As for WHO is funding the movement to rewrite the constitution and WHY, I'll leave you with (in my words) the basic WHY for all of it. The who is addressed in those links I provided. There are more, obviously.
The WHY is that it will allow them to roll back government restrictions that make doing business more expensive for them, eliminate taxes so they don't have to give up any of their (frequently inherited) money, give federal lands back to the state so they can buy it from the states cheaply and productize/monetize it, eliminate tort laws, environmental and workplace standards so they can operate more cheaply without risk from pesky blowback due to their actions. There are others with church/state motives, but I'm not addressing that here.

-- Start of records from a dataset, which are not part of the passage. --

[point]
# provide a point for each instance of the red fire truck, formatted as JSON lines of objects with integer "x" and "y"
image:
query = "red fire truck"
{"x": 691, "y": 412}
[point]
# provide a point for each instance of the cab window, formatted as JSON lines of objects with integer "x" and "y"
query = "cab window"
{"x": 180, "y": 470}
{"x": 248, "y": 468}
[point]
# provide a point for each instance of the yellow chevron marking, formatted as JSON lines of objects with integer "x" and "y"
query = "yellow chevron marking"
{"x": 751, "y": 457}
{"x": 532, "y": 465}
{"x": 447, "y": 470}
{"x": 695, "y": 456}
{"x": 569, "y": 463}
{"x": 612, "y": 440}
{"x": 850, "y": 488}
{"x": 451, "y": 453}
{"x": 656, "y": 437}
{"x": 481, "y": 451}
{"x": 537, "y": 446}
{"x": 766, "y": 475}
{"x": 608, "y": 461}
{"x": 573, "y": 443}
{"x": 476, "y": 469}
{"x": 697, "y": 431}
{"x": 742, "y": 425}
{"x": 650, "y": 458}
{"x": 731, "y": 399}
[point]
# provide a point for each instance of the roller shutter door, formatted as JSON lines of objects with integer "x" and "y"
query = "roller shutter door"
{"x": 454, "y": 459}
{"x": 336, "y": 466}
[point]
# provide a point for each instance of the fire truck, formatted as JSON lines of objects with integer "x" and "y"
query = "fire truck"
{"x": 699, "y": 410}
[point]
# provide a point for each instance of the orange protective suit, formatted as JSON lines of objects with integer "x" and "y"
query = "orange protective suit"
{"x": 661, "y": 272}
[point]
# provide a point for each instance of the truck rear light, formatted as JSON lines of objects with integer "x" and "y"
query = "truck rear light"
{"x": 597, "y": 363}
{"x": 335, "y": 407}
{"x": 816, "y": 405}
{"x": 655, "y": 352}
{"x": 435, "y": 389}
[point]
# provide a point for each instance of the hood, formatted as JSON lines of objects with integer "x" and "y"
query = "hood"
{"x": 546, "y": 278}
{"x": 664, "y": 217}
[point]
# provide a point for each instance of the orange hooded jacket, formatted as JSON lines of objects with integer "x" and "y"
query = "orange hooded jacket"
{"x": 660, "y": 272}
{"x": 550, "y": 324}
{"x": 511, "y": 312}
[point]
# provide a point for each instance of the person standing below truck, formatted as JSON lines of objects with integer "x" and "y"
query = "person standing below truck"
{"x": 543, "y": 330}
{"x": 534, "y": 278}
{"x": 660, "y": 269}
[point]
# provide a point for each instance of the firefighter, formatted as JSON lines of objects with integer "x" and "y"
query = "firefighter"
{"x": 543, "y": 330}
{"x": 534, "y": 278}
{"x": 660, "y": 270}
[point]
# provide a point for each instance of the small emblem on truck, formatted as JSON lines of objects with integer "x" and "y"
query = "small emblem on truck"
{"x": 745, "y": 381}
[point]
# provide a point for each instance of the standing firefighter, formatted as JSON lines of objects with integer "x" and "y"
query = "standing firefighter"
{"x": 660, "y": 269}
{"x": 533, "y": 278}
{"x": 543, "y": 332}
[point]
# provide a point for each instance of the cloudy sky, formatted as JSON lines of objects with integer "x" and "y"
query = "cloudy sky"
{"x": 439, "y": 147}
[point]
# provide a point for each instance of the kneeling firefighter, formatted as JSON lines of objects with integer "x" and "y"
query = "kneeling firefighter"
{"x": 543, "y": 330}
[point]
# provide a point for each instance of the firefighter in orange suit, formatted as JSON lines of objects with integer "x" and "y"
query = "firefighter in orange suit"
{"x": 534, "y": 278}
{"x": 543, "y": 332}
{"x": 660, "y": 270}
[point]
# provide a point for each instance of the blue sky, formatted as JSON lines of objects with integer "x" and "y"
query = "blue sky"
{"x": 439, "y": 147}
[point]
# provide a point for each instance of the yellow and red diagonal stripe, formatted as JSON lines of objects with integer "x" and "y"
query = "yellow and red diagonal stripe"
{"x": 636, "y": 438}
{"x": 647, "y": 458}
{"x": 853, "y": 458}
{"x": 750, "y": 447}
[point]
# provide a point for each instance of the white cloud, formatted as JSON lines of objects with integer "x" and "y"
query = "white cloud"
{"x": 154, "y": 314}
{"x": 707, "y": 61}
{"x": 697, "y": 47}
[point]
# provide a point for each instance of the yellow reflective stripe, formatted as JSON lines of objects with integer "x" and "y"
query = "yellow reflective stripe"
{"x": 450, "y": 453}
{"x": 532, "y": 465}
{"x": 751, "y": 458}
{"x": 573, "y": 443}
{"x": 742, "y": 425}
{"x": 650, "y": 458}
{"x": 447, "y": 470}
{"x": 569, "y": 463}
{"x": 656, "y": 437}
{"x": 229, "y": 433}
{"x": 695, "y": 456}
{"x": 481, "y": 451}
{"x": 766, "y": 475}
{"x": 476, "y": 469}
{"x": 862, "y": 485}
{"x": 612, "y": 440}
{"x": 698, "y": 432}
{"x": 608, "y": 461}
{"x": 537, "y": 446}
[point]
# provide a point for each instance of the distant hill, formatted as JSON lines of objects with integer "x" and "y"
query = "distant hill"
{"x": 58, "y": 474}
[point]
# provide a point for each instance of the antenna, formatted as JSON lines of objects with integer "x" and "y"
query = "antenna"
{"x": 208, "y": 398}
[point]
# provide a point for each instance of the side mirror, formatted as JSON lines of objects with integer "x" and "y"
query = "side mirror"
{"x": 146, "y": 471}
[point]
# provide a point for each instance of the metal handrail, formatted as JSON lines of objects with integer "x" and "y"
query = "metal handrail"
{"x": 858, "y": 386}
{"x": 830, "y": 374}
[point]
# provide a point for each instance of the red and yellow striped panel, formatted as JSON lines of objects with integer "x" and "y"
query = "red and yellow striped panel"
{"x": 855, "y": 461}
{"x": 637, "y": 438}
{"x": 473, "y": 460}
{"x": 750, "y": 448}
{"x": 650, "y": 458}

As always, que bono. This is not a case of people doing "what's right" except for themselves. There are a lot of little guys who think they will benefit, but they are sadly mistaken.

I was a libertarian up until about 2008. The financial crisis and what followed, along with a lot of reading cured me of that.

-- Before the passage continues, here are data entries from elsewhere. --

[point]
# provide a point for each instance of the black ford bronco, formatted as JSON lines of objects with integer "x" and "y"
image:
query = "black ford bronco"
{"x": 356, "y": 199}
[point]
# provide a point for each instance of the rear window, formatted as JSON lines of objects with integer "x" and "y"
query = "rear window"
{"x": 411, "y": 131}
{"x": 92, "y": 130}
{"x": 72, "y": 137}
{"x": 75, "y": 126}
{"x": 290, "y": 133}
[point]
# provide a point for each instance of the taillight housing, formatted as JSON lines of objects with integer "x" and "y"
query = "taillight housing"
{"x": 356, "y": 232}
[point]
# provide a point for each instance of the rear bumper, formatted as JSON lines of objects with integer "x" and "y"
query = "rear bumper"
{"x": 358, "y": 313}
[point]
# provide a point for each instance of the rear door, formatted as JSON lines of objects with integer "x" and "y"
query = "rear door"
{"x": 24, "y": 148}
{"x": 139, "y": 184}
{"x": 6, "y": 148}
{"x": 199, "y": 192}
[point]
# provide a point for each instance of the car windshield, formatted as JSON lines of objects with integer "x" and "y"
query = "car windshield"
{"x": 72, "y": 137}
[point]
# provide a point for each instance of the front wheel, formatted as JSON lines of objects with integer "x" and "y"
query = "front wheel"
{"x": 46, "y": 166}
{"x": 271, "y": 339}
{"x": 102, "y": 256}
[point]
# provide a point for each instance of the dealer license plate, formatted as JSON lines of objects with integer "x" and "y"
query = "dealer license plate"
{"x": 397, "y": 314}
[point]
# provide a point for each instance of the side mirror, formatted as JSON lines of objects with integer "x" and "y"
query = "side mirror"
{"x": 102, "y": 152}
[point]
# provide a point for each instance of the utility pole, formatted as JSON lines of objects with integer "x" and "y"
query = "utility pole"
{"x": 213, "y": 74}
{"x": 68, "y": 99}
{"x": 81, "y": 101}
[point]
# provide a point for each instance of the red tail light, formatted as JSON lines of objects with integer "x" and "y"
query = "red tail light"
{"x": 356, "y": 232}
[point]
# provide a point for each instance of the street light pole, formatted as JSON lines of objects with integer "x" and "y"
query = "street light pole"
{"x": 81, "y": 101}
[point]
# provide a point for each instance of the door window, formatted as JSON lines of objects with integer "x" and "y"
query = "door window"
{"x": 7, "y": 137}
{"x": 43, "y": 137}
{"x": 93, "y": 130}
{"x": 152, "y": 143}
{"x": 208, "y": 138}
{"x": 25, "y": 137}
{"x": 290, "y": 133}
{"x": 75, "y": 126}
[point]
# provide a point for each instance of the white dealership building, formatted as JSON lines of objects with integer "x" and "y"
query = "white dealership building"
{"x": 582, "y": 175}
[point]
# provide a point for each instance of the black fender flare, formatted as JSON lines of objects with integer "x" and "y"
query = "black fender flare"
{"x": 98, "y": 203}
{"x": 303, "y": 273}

So you don't have anything other than what you think of them personally to go on.
 
So you don't have anything other than what you think of them personally to go on.

I wrote:
"Okay, when I have time I'll give you what I think they want."

You wrote:
"Doesn't seem like you actually want to, considering you keep posting, but say you don't have time to post the answer.":confused:
 
I wrote:
"Okay, when I have time I'll give you what I think they want."

You wrote:
"Doesn't seem like you actually want to, considering you keep posting, but say you don't have time to post the answer.":confused:

So?

You said what you think they want, which is fine.

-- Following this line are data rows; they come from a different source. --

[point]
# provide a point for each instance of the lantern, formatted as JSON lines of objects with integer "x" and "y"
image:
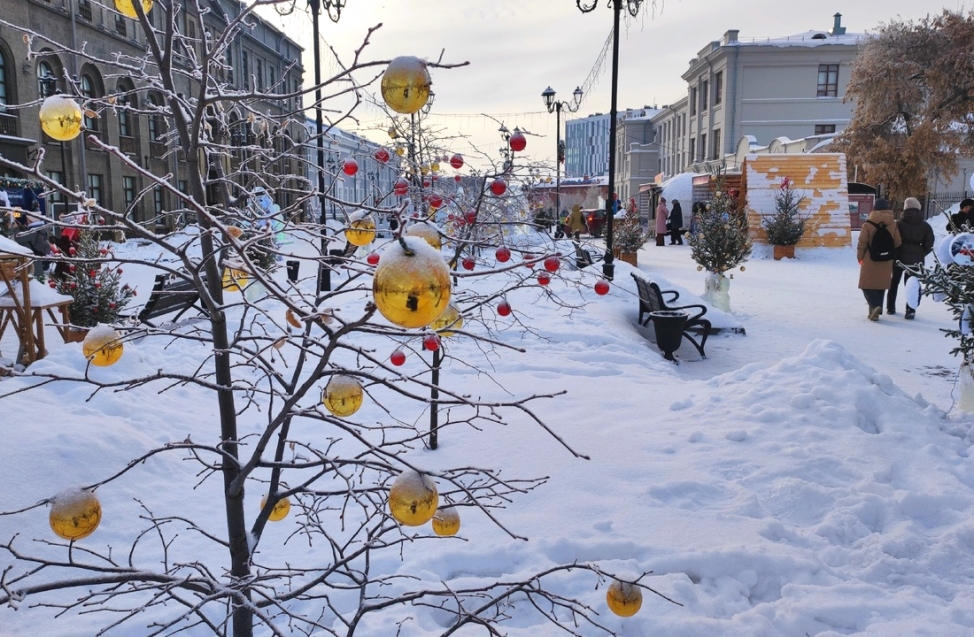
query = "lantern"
{"x": 517, "y": 141}
{"x": 102, "y": 346}
{"x": 411, "y": 285}
{"x": 75, "y": 514}
{"x": 61, "y": 118}
{"x": 361, "y": 229}
{"x": 342, "y": 395}
{"x": 624, "y": 599}
{"x": 280, "y": 510}
{"x": 446, "y": 521}
{"x": 406, "y": 84}
{"x": 413, "y": 498}
{"x": 127, "y": 8}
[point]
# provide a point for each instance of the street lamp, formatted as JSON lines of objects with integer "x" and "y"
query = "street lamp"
{"x": 632, "y": 6}
{"x": 555, "y": 106}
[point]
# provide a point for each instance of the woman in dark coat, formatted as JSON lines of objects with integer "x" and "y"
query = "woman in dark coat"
{"x": 676, "y": 224}
{"x": 917, "y": 243}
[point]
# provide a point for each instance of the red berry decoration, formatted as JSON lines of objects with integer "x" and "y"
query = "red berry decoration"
{"x": 518, "y": 142}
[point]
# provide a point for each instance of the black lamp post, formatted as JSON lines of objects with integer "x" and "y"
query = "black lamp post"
{"x": 554, "y": 106}
{"x": 632, "y": 6}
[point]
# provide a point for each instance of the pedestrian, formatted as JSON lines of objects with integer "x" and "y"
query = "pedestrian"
{"x": 676, "y": 224}
{"x": 576, "y": 222}
{"x": 875, "y": 275}
{"x": 917, "y": 243}
{"x": 662, "y": 215}
{"x": 964, "y": 217}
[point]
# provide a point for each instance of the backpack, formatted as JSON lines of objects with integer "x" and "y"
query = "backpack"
{"x": 882, "y": 247}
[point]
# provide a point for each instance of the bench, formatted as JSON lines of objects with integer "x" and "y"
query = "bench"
{"x": 651, "y": 299}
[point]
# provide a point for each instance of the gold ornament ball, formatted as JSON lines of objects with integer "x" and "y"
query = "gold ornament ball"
{"x": 75, "y": 514}
{"x": 413, "y": 498}
{"x": 342, "y": 395}
{"x": 102, "y": 346}
{"x": 426, "y": 232}
{"x": 127, "y": 8}
{"x": 61, "y": 118}
{"x": 449, "y": 321}
{"x": 624, "y": 599}
{"x": 411, "y": 289}
{"x": 446, "y": 521}
{"x": 361, "y": 231}
{"x": 280, "y": 510}
{"x": 406, "y": 84}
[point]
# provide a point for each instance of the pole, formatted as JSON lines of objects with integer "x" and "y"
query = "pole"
{"x": 608, "y": 267}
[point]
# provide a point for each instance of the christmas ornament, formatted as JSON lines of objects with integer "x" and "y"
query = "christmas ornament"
{"x": 406, "y": 85}
{"x": 413, "y": 498}
{"x": 61, "y": 118}
{"x": 102, "y": 346}
{"x": 343, "y": 395}
{"x": 75, "y": 514}
{"x": 280, "y": 510}
{"x": 361, "y": 228}
{"x": 624, "y": 599}
{"x": 411, "y": 285}
{"x": 446, "y": 521}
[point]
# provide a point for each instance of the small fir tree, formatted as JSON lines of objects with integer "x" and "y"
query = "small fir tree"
{"x": 721, "y": 242}
{"x": 99, "y": 295}
{"x": 787, "y": 225}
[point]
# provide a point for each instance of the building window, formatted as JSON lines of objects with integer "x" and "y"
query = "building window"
{"x": 828, "y": 80}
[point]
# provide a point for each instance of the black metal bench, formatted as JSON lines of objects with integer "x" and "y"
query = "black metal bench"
{"x": 651, "y": 299}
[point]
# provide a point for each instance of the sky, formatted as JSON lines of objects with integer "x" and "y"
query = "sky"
{"x": 517, "y": 49}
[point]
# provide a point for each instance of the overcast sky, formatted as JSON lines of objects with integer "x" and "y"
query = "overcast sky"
{"x": 516, "y": 48}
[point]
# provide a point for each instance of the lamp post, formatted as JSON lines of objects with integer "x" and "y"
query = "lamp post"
{"x": 555, "y": 106}
{"x": 632, "y": 6}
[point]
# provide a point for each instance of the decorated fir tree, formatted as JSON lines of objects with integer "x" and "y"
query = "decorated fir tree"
{"x": 95, "y": 284}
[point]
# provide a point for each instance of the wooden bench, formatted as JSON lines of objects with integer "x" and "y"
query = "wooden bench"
{"x": 651, "y": 299}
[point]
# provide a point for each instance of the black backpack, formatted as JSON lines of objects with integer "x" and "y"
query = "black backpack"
{"x": 882, "y": 247}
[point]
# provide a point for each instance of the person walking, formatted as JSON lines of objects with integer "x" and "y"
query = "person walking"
{"x": 676, "y": 224}
{"x": 875, "y": 275}
{"x": 917, "y": 243}
{"x": 662, "y": 214}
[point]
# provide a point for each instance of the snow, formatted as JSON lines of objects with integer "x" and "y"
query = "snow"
{"x": 813, "y": 477}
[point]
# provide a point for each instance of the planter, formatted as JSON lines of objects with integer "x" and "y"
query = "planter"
{"x": 668, "y": 326}
{"x": 784, "y": 252}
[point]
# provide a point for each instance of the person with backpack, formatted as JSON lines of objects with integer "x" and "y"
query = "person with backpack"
{"x": 878, "y": 240}
{"x": 917, "y": 243}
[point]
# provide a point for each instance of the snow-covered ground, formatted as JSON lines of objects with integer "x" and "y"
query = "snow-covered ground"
{"x": 810, "y": 478}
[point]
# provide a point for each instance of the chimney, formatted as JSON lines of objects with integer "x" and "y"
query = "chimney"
{"x": 837, "y": 28}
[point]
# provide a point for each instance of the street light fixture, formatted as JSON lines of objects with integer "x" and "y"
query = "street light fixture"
{"x": 632, "y": 7}
{"x": 554, "y": 106}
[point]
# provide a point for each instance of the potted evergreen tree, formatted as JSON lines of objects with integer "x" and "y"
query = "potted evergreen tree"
{"x": 786, "y": 226}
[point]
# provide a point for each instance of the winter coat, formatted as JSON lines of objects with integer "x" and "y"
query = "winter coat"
{"x": 662, "y": 214}
{"x": 876, "y": 275}
{"x": 917, "y": 237}
{"x": 676, "y": 216}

But the next thing is, why do you think that? They don't say any such thing. You just assume it because of what you think of them personally.
 
Captain: Those states could all try to do those terrible things, but it still takes 38 states to ratify. I would like to see a convention called by the states where 10 or 12 amendments were proposed. As the convention neared the tipping point where it could happen, Congress would start coming up with ways to "reform" themselves. The unfortunate fact is; it will take the states to clean up the septic tank we call the federal government.